The following brew is light-green in color, sharper in taste and now dominated by spicy, fruity notes, though still strong on the sweet side without any trace of bitterness. In a way, it almost reminded me of apple in caramel and cinnamon. These notes are followed by a shorter, simpler aftertaste which is sweet, slightly spicy and nutty.

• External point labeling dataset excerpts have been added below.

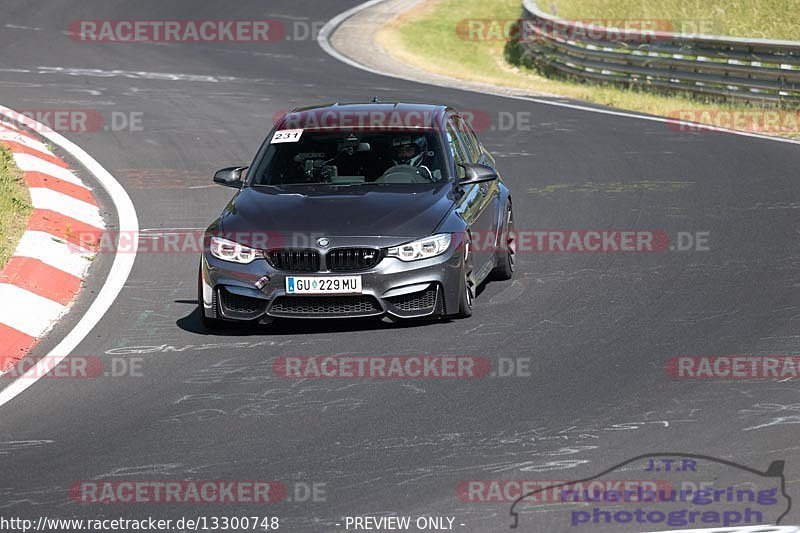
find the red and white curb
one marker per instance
(40, 281)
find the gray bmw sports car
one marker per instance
(357, 210)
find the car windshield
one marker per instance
(307, 157)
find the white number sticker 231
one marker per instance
(284, 136)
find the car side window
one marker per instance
(469, 139)
(455, 147)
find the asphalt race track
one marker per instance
(596, 328)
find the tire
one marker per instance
(467, 290)
(506, 255)
(207, 322)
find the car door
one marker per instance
(488, 197)
(474, 202)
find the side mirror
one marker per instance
(475, 173)
(230, 177)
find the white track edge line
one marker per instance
(331, 26)
(117, 276)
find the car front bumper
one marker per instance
(401, 289)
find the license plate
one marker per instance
(323, 285)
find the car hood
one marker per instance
(401, 211)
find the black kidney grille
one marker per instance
(349, 259)
(294, 260)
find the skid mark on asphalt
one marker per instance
(137, 75)
(615, 187)
(11, 446)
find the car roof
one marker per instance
(372, 116)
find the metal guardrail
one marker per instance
(734, 69)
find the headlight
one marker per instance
(233, 251)
(422, 248)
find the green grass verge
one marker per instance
(427, 38)
(15, 206)
(764, 19)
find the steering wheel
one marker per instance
(405, 174)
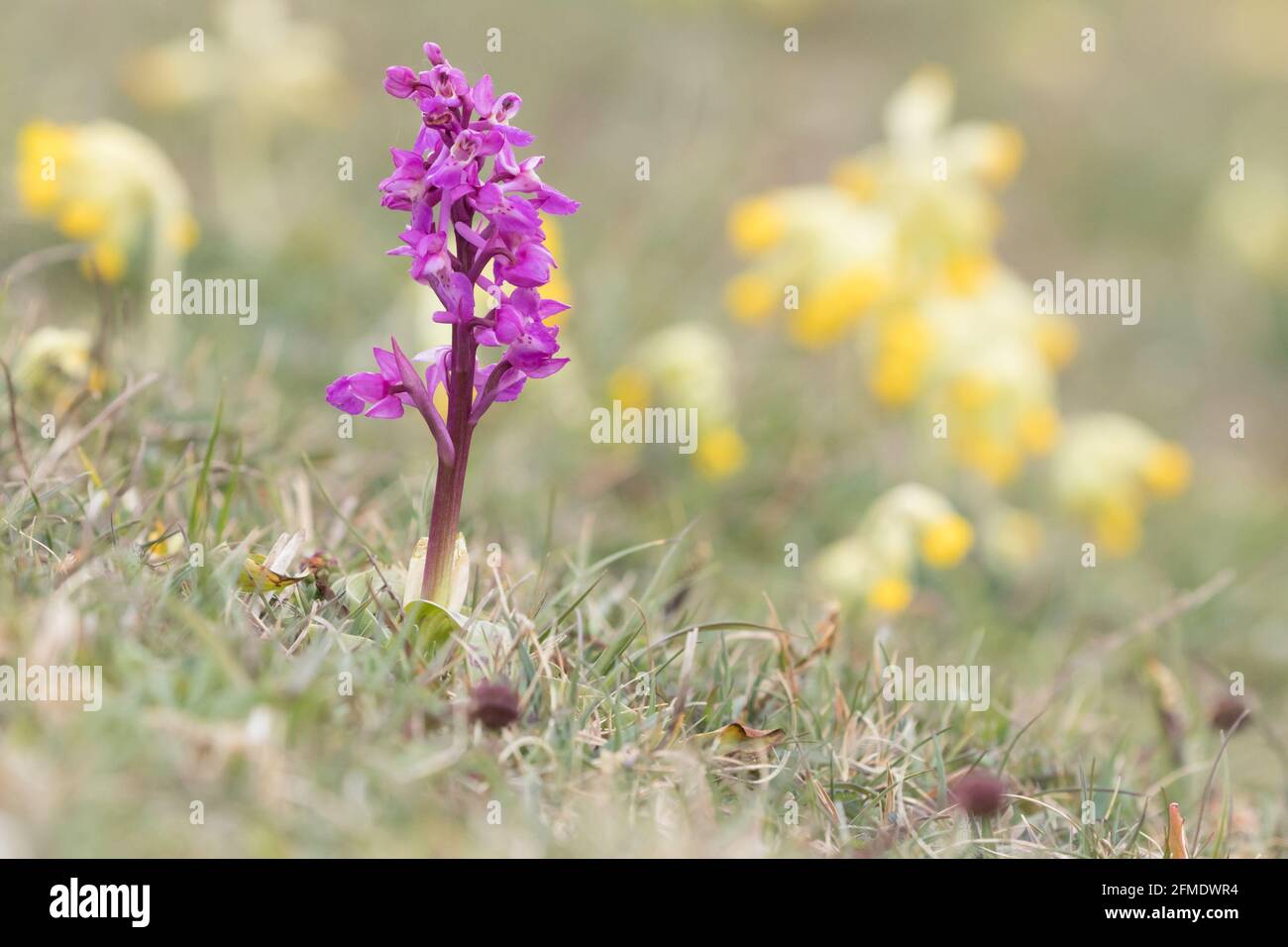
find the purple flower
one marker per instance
(382, 390)
(475, 223)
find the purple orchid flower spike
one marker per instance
(473, 205)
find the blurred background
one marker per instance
(786, 141)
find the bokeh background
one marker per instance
(1124, 170)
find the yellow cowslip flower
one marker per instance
(110, 187)
(1010, 539)
(1056, 338)
(756, 226)
(1106, 471)
(688, 365)
(816, 253)
(936, 182)
(721, 451)
(905, 525)
(261, 60)
(55, 364)
(889, 594)
(630, 385)
(945, 541)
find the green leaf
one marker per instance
(432, 622)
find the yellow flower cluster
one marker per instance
(110, 187)
(877, 561)
(688, 365)
(54, 365)
(898, 252)
(262, 59)
(1108, 468)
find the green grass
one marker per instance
(621, 660)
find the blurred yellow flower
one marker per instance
(110, 187)
(818, 254)
(889, 594)
(54, 365)
(875, 564)
(721, 453)
(1106, 471)
(945, 540)
(688, 365)
(263, 60)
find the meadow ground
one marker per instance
(664, 639)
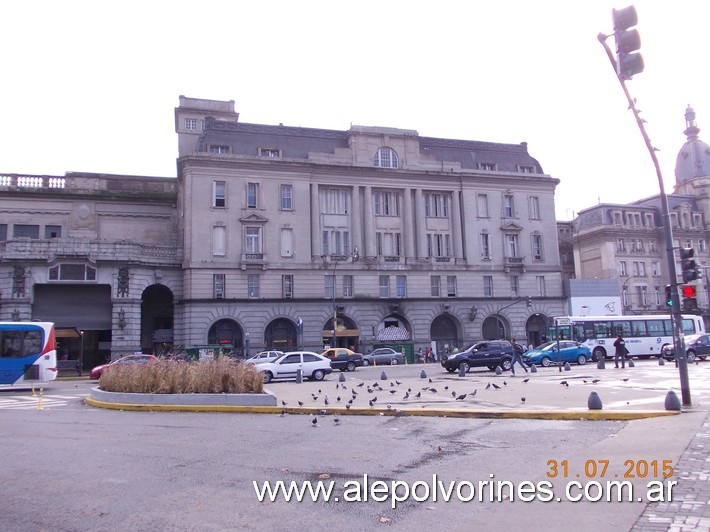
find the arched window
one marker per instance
(386, 158)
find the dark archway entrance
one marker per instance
(281, 335)
(156, 319)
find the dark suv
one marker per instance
(489, 353)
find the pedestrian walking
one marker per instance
(620, 351)
(517, 357)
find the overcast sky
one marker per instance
(91, 86)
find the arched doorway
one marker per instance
(228, 333)
(346, 333)
(536, 329)
(444, 332)
(495, 328)
(156, 319)
(281, 335)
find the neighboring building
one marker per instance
(627, 242)
(94, 253)
(450, 236)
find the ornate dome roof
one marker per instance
(694, 157)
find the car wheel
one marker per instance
(598, 354)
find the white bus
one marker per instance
(645, 335)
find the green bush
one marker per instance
(221, 375)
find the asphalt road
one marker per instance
(72, 467)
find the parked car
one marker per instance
(383, 356)
(489, 353)
(343, 359)
(128, 359)
(264, 356)
(696, 346)
(312, 365)
(547, 353)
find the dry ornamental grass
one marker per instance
(221, 375)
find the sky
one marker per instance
(91, 86)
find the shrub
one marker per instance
(221, 375)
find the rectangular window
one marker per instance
(537, 247)
(485, 246)
(253, 285)
(488, 285)
(436, 205)
(252, 195)
(25, 231)
(287, 286)
(384, 285)
(252, 236)
(386, 203)
(435, 286)
(348, 286)
(219, 241)
(508, 206)
(219, 194)
(482, 203)
(218, 280)
(287, 242)
(451, 287)
(534, 208)
(52, 231)
(401, 286)
(286, 197)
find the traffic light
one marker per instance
(629, 62)
(689, 268)
(669, 298)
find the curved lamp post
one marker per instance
(355, 256)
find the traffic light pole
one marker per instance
(678, 337)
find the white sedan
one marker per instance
(312, 365)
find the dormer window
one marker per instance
(386, 158)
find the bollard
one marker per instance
(594, 402)
(672, 401)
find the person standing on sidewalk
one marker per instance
(517, 357)
(620, 351)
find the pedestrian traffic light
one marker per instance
(689, 268)
(629, 62)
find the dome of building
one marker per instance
(694, 157)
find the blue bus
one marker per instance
(28, 352)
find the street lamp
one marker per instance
(355, 255)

One more infusion is prepared - a simple, refreshing Sencha-like brew with green, fresh tones, spiciness and slightly drier, woody finish.



Friday, August 10, 2012

2012 Sencha Harukaze




On my recent trip to Brno, I have finally tasted and purchased some 2012 Japanese green teas. Visiting both of my favorite teahouses, I first enjoyed tasting Teamountain's Sencha Tsuyuhikari in Sklenena Louka (previously mentioned here) and then bought some other teas – also from Teamountain – for home consumption in Probuzeny Slon.
Sencha Harukaze is a light steamed tea from Shizuoka, grown by Mr. Katahira, whose teas have been in Teamountain offering for years and have been mentioned many times on this blog. However, last year saw unavailability of these teas as well as most other teas from Shizuoka – this year, though, all of Katahira's teas successfully passed radiation tests as safe and are, to my delight, back in offering.






Harukaze is a blended tea, consisting of three different breeds - 75% Yabukita, 15% Okumidori and 10% Kurasawa. Its leaves are good-looking, long, shiny green needles, typical for good Asamushi teas.
They smell fresh, fruity and deep – a bit like young, unripe peaches and grapes.







Water is cooled down for the first infusion which is light yellowish-green, mostly clear with just a slight opaqueness and fresh, sweet smell. This applies to taste as well – it's very sweet, mouthfilling, fruity and somehow heavy – heavier than many other fresh Sencha teas, this one inclines towards a taste bit reminiscent of grape must. Still, it's very refined and pure, with vivid freshness of a tea made just recently. The following aftertaste is a long one, slightly astringent (in a good way though) and reminded me of fresh red currant.






The second infusion is poured down immediately and shows typically greener, though still very clear infusion and sharper character. The taste of red currant and unripe grapes gets stronger, followed by a much cooler mouthfeel than before, giving the tea a new, very refreshing note. Its aftertaste has similar character – it's shorted and less mouthfilling as well as less sweet than that of the previous brew, but instead much cooler and fresher with predominant tones of young fruit and a small trace of sweetness.
The third infusion gets back to the more refined character of the first one, though being a bit drier and with a subtle woodiness. It also lacks most of the previously found sweetness, now being simpler and more refreshing than the previous brews with a shorter aftertaste.





One more brew is made of these leaves, now a very simple, refreshing drink with clear light-yellow color and spicy and woody tones in taste. A satisfying last sip.





Finally, a short note on some new members of my tea-ware collection, as seen in this post – I recently got three of these little teacups from Petr Novak during Bratislava's Festeaval. A beautiful, handmade thin white porcelain which evolves with every use, showing new cracks all over its surface, gradually creating a thick spiderweb – it is always a pleasure to watch tea ware live its own life like this, encouraging me to use it as often as possible.